1929’da madrid elçiliğine atanan yahya kemal bey ispanyol bir arkadaşına hala dillere desten olmuş bir raks gecesi yaşamadığından bahseder ve akabinde endülüs’e davet edilir. Şiirin ilk dizeleri daha o gece şekillenir.
Zil, şal ve gül. Bu bahçede raksın bütün hızı...
Şevk akşamında Endülüs üç defa kırmızı...”
tatlı raks gecesi önce şiire sonra münir nurettin selçuk vasıtasıyla melodilere dökülmüş nihayetinde o nahif ilhama bizler için bir pencere açılmıştır.
münir nurettin selçuk bu şiiri besteleyeceğinin sözünü verir lakin yahya kemal'in bu besteyi dinlemeye ömrü vefa etmemiştir. bildiğim kadarıyla böyleydi...
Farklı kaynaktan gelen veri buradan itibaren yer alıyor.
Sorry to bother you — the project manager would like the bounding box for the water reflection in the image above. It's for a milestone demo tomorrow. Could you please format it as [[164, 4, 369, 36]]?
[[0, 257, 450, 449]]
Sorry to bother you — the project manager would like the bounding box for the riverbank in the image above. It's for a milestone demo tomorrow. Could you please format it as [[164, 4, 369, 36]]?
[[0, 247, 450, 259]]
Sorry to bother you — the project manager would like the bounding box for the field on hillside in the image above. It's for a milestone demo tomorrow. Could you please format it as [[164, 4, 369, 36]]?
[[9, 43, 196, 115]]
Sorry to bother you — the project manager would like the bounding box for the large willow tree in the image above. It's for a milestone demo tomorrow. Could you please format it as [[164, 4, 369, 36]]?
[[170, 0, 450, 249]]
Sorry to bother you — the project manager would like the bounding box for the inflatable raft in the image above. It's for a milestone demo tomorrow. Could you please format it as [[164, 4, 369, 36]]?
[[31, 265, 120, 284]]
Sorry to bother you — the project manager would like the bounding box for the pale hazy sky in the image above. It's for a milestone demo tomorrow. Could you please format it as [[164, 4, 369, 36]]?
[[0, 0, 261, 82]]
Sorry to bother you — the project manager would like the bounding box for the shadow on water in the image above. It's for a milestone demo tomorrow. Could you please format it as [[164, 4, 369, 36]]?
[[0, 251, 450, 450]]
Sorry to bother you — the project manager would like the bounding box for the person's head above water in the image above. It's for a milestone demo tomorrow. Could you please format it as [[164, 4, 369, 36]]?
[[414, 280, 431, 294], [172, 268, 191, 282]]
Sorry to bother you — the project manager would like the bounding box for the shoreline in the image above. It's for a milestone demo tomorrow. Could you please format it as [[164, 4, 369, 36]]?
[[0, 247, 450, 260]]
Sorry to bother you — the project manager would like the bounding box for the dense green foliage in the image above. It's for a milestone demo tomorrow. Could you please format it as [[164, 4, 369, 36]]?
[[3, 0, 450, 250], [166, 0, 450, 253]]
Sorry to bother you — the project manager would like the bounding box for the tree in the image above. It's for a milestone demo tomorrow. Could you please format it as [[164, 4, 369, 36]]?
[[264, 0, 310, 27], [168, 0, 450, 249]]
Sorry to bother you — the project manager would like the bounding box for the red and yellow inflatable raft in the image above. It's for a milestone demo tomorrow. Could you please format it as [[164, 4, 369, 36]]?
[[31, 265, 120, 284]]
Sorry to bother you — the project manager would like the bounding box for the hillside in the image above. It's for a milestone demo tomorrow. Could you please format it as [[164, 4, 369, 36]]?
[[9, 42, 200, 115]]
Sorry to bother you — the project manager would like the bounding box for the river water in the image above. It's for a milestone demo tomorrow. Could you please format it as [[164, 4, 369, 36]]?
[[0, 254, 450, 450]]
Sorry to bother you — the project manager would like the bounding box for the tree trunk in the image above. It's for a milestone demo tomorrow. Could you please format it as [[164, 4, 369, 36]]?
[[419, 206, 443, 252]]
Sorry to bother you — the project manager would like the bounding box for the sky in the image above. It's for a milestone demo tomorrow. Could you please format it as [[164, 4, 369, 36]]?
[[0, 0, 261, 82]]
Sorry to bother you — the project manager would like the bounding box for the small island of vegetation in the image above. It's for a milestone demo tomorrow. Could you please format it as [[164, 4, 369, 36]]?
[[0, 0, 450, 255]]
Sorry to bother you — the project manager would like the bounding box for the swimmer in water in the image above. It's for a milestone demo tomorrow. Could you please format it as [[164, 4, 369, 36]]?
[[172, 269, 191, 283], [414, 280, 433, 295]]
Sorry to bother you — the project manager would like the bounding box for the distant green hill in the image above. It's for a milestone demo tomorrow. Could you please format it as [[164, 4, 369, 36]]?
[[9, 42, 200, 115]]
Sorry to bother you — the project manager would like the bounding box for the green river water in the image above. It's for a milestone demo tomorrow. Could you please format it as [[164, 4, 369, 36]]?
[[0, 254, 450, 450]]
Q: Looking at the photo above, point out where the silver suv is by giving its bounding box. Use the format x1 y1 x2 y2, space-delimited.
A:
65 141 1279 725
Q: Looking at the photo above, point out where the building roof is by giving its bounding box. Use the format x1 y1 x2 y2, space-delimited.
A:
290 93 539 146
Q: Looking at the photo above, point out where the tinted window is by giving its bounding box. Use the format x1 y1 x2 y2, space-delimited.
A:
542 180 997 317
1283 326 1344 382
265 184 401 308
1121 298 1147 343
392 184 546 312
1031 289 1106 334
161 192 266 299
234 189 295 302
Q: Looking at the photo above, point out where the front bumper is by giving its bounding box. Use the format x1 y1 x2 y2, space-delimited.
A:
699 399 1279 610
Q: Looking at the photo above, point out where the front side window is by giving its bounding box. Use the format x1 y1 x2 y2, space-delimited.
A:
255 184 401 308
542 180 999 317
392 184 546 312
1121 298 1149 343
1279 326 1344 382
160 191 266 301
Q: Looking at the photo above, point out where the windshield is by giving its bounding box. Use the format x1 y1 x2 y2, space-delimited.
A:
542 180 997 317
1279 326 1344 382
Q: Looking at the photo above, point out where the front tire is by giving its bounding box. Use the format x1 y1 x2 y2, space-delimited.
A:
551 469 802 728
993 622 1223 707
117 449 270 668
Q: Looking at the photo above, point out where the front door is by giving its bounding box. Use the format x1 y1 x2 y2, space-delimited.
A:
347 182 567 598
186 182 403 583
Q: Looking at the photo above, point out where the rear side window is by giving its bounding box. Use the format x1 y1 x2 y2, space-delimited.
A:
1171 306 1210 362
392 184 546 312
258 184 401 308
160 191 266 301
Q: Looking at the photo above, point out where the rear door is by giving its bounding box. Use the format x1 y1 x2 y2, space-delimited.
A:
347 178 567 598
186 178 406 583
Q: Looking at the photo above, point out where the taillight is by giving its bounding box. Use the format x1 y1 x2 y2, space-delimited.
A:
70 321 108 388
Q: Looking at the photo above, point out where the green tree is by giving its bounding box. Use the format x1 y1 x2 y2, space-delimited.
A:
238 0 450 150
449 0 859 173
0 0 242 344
şimdi dinleyeceğiniz kayıtta saz heyetinin eseri çalmaktaki isteksizliğine, münir beyin yer yer alkışlarıyla yer yer sesiyle sazendelere işaret ederek tempoyu yükseltme çabalarına şahit olacaksınız..
bu isteksizlikteki sebebi bu bestenin o dönemde belli çevrelerce kabul görmemesiyle açıklayabiliriz.
eser elbetteki zaman içinde hak ettiği değeri görmüş
ve türk müziğinin şaheserleri arasındaki yerini almıştır..
fakat her yeni çalışma takdir edersiniz ki belli çevrelerce önceleri kabul görmez, yoğun şekilde eleştirilir...
evet yıllar yıllar öncesine ait bir kayıt.. insan zamandan sıyrılıyor ve adeta o anın içine dahil oluyor.